The central bank auctioned N139.05 billion worth of the 12-month maturity but received subscriptions valued at N499.42 billion and allotted N300.16 billion to subscribers.
Commenting, the Managing Director, CEO, Wyoming Capital & Partners, Mr. Tajudeen Olayinka explained that the hike in T-Bills interest rate is a direct fallout of recent CBN’s monetary policy actions and demand for positive real return on investment by investors that still remains negative.
He added that, “This is already impacting the market negatively, as it is the cause of prolonged repricing of securities across markets and instruments, including loans and advances by banks, and the source of the rising cost of capital in the economy.”
Analyst at PAC Holdings, Mr. Wole Adeyeye attributed 6.49 per cent interest on T-bill to the rising inflation rate in the country, stressing that it has led to the increase in policy rate and contributed to
He noted that the interest rate hike is expected to attract domestic and foreign portfolio investors into the fixed-income market.
“On the other hand, this may result in migration of investors from the stock market to fixed-income market,” he added.
On his part, the Head Financial Institutions’ Ratings Agusto & Co, Mr.

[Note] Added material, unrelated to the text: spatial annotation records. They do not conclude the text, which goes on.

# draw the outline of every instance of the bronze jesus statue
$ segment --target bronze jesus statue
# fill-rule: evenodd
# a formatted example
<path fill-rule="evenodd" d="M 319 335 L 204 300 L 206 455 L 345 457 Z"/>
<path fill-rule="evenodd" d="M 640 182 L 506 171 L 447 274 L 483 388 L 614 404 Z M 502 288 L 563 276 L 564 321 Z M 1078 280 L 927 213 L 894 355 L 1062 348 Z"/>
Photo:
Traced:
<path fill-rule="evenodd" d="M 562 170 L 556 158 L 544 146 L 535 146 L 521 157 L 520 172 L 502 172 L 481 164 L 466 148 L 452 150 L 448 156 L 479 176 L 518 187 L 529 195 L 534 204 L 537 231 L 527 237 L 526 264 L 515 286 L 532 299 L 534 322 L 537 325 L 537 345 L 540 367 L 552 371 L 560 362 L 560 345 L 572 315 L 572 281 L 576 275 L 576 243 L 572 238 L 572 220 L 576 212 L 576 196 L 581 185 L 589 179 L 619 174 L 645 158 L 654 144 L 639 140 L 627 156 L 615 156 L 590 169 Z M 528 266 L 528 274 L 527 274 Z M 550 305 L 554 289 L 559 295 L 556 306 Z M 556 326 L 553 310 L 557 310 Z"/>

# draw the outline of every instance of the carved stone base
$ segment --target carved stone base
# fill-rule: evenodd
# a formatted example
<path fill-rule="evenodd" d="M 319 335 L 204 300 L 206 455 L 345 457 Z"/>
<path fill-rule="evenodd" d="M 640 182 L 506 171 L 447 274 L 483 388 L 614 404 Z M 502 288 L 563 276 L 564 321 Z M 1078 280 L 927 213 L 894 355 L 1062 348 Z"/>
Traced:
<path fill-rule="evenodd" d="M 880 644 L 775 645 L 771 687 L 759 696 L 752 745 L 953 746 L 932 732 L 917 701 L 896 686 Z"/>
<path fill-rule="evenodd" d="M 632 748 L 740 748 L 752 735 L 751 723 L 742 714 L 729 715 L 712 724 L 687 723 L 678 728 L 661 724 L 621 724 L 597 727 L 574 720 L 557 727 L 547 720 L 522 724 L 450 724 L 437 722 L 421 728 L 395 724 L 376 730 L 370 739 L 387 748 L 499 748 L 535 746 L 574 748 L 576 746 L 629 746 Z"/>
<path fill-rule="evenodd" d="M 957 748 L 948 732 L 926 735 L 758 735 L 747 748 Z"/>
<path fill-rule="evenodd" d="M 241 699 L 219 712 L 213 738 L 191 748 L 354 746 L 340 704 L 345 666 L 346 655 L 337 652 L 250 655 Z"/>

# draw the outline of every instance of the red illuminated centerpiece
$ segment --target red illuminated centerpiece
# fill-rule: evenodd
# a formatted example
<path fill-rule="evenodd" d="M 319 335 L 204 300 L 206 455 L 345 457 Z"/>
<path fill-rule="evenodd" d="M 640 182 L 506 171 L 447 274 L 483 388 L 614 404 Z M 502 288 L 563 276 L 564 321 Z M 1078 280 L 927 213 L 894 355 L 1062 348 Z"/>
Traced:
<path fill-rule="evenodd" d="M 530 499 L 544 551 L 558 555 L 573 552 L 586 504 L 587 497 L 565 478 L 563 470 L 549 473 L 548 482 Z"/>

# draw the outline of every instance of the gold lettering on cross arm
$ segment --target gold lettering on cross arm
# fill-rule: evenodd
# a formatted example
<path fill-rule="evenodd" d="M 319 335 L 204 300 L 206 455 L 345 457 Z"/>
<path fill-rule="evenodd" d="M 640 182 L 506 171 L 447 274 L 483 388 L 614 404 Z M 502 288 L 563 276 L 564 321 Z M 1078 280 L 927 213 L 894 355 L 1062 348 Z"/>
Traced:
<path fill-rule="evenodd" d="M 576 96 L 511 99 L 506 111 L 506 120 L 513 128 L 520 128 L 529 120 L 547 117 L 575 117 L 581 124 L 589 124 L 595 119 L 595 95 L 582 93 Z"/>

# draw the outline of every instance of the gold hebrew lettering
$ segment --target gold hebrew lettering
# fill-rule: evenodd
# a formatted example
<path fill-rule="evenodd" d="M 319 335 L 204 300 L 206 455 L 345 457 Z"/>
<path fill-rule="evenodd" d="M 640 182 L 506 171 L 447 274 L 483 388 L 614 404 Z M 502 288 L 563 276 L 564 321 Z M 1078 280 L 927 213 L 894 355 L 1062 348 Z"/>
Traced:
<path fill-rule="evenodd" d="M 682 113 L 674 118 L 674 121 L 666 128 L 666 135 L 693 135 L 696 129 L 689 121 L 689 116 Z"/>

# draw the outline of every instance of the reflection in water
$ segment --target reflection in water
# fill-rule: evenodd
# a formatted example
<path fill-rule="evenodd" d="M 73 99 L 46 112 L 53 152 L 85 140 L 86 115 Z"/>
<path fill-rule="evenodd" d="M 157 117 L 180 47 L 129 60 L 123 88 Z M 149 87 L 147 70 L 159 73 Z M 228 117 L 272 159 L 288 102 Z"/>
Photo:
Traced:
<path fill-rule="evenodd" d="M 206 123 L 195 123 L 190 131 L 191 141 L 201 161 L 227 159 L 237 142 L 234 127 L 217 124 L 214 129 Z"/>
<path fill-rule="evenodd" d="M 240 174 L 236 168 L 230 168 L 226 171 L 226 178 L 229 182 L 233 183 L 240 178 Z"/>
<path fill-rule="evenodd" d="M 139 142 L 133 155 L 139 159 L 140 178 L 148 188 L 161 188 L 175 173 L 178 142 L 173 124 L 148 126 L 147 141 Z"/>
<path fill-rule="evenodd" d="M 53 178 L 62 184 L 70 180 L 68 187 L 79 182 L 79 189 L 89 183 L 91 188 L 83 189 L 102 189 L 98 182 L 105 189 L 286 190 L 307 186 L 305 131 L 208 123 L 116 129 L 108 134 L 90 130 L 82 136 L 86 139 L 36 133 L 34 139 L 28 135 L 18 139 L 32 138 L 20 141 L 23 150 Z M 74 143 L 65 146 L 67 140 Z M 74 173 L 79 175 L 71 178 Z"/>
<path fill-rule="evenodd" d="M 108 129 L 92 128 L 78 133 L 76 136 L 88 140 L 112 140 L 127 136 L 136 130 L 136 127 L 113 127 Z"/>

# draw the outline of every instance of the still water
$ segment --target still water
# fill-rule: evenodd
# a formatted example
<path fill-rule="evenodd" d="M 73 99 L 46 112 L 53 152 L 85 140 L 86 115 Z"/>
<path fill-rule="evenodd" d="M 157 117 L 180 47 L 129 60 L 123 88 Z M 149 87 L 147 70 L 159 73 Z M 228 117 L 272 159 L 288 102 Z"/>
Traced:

Ayokunle Olubunmi said the back-to-back hike of the MPR in May, July, and Sept. 2022 to 15.5 per cent on the backdrop of a hike in inflation rate.
He said, “The belief is that if the interest rate is high, most people will invest in fixed-income securities and it will be reduced money in circulation and curb inflation.”
He noted the steady increase in T-bill interest rate has triggered massive portfolio realignments to fixed-income securities from the stock market.
“Why do investors want to risk their money in stock market if the yield on T-Bill is attractive? During period when rates are low, that is when stocks in the capital market appreciate.
“If you check, in 2020 when the stock market was over 49.05 per cent on average returns, that was when fixed-income securities were low. As rates are going up, investors will be moving to the fixed-income securities,” he explained.
According to analysts at Cordros Research, sentiments in the T-Bills secondary market turned bearish following the low liquidity in the system last week as participants exited positions across the curve to meet their financial obligations.
The firm in a report noted that, “As a result, the average yield across all instruments expanded by 14basis points to 10.5 per cent. Across the segments, the average yield increased by 18basis points to 10.6 per cent at the NTB secondary market, but contracted by two basis points to 10.2 per cent at the OMO segment.”
Cordros Research added that, “Following the relatively slim system liquidity expected next week, we envisage low demand for T-bills and a slight expansion in yields from current levels.
“Also, we expect market focus to be shifted to the NTB PMA holding on Wednesday (24 November), with the CBN expected to roll over N213.43 billion worth of instruments.”